State of the Art
Humanist ideals and an artisanal touch propel NBBJ's design for the Swedish Medical Center's Southeast Tower addition.
Jen Renzi -- Interior Design, 2/1/2001 12:00:00 AM
DESIGNER RYSIA SUCHECKA has often pondered the prevalence of-and questionable reasoning behind-visually sterile, bland hospital environments. "Why should patients be deprived of their dignity and their aesthetic sense," muses Suchecka, a design partner at the architecture firm NBBJ, "at precisely the moment their lives are a little frail?" For NBBJ's recent seven-story addition to the Swedish Medical Center in Seattle, Suchecka engaged all the senses by integrating contemporary artworks into the structural and conceptual framework. "Art is a wonderful way to open our eyes, to show us confidence, and to give us the strength to survive, both physically and spiritually," she explains. Furthermore, Suchecka believes that art can be a psychological device that reconnects patients to the world outside hospital walls while ensuring that their stay within is more bearable.

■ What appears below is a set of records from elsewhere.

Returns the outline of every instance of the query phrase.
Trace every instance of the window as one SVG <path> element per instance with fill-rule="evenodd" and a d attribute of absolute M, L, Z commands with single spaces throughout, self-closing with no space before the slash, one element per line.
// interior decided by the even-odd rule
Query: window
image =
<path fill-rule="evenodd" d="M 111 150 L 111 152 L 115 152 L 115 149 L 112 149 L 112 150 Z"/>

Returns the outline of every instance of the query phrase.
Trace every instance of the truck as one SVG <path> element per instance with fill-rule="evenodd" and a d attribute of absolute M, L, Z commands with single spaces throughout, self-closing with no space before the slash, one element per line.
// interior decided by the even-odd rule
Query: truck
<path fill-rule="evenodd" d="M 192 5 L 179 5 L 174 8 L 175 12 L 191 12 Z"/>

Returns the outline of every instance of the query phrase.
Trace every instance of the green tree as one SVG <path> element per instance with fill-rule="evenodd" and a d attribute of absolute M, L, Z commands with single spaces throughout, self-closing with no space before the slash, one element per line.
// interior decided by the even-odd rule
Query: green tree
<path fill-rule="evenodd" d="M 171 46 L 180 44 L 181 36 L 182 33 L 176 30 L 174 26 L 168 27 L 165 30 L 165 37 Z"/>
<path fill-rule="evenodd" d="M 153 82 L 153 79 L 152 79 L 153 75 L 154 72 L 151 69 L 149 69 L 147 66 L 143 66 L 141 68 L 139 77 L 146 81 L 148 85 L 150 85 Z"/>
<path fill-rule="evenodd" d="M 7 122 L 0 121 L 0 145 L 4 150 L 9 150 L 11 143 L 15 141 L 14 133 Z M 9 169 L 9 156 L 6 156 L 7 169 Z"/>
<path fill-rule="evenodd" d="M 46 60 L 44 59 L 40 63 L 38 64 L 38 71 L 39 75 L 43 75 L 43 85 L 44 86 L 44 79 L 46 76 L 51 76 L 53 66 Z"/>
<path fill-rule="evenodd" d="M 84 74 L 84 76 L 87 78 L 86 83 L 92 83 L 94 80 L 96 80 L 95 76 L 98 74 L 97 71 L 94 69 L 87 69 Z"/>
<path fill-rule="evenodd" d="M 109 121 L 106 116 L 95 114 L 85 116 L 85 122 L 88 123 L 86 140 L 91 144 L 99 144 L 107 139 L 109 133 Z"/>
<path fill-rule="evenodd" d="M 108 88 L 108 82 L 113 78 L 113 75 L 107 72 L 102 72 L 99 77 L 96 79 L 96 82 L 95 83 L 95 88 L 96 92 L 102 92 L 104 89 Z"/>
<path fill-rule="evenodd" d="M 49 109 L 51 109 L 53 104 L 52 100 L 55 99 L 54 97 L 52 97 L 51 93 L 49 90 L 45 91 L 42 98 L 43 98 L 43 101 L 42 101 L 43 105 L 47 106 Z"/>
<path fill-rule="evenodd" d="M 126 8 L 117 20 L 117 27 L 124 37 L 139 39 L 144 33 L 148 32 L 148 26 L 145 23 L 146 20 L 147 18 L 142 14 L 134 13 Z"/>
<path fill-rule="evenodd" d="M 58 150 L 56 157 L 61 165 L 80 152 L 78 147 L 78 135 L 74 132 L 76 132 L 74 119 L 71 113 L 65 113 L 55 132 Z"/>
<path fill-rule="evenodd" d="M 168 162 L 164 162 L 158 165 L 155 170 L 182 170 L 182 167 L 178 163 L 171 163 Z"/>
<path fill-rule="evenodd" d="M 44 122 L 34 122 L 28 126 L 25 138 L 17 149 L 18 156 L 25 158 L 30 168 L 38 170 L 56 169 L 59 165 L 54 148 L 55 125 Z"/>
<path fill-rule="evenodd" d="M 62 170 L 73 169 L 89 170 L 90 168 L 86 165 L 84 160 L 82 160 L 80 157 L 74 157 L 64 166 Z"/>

Swedish's long-standing tradition of displaying artworks throughout the building as a means to augment the healing process dates back to the early 1970s, around the same time that NBBJ first collaborated with the hospital on its master plan. As the medical complex expanded over the next three decades, so did its artistic ambitions, culminating in the commission of site-specific pieces for the 166,000-sq.-ft. tower addition, a curved triangular volume that houses new facilities for specialized treatment in the Southeast wing. The design team, headed by Suchecka, conceived a series of mixed-media installations on each floor to facilitate orientation and allay the "incredible fear, incredible stress, and incredible anxiety" associated with hospital visits. "We recognized the opportunity to incorporate artisans from the very beginning, including them in the development of the overall design expression and sequencing." Early involvement was instrumental in achieving integrated results; otherwise the artworks would read as "mere appliqué" rather than a holistic effort. Thirty-two artists were invited to submit concepts that "convey a message of hope, healing, and courage," and that fit the 9-ft.-by-8.-ft. dimensions of the allotted location, the oval-shaped entrance zone at each level. Sixteen individuals were selected to present mock-ups of their ideas, from which the eight finalists were chosen. The program mobilized an army of talent, including the architects and project managers, art consultants, artisans, interior designers, and the hospital's art committee, as well as the doctors, nurses, and technicians on staff. Ultimately, NBBJ "relied on the intuition of the people who work there to determine which piece was appropriate for each floor." Encompassing a range of media and materials-including painting, mosaic, sculpture, and collage-the installations form a cohesive language that unifies the design while allowing for individuation on each floor.
Expressive decorative flourishes further blur the boundary between artwork and architectural element. To tie the tower addition into the fabric of the original structure, NBBJ adhered to the inherited palette of warm maple veneer and patterned linoleum flooring, but wielded a looser, bravado touch this time around. "We wanted a bold floor pattern as the guiding element to conduct people through the space," Suchecka says, "something memorable, but not overdone." Lyrical abstract forms mimic the natural curves of the convex floor plan, directing visitors towards the waiting areas and nurses' stations. Crisscross ceiling tiles throughout the corridors mirror the stylized plaid flooring below, installed on the diagonal and rendered in pleasing shades of lemon and periwinkle. Recessed light fixtures in the maple drop-ceilings were installed in a contoured arrangement. The high-touch aesthetic cuts right to the goal of health care design: not only accommodating medical functions and equipment, but also nurturing the "human experience and relationships" that unfold within-and that are just as essential to a patient's healing process.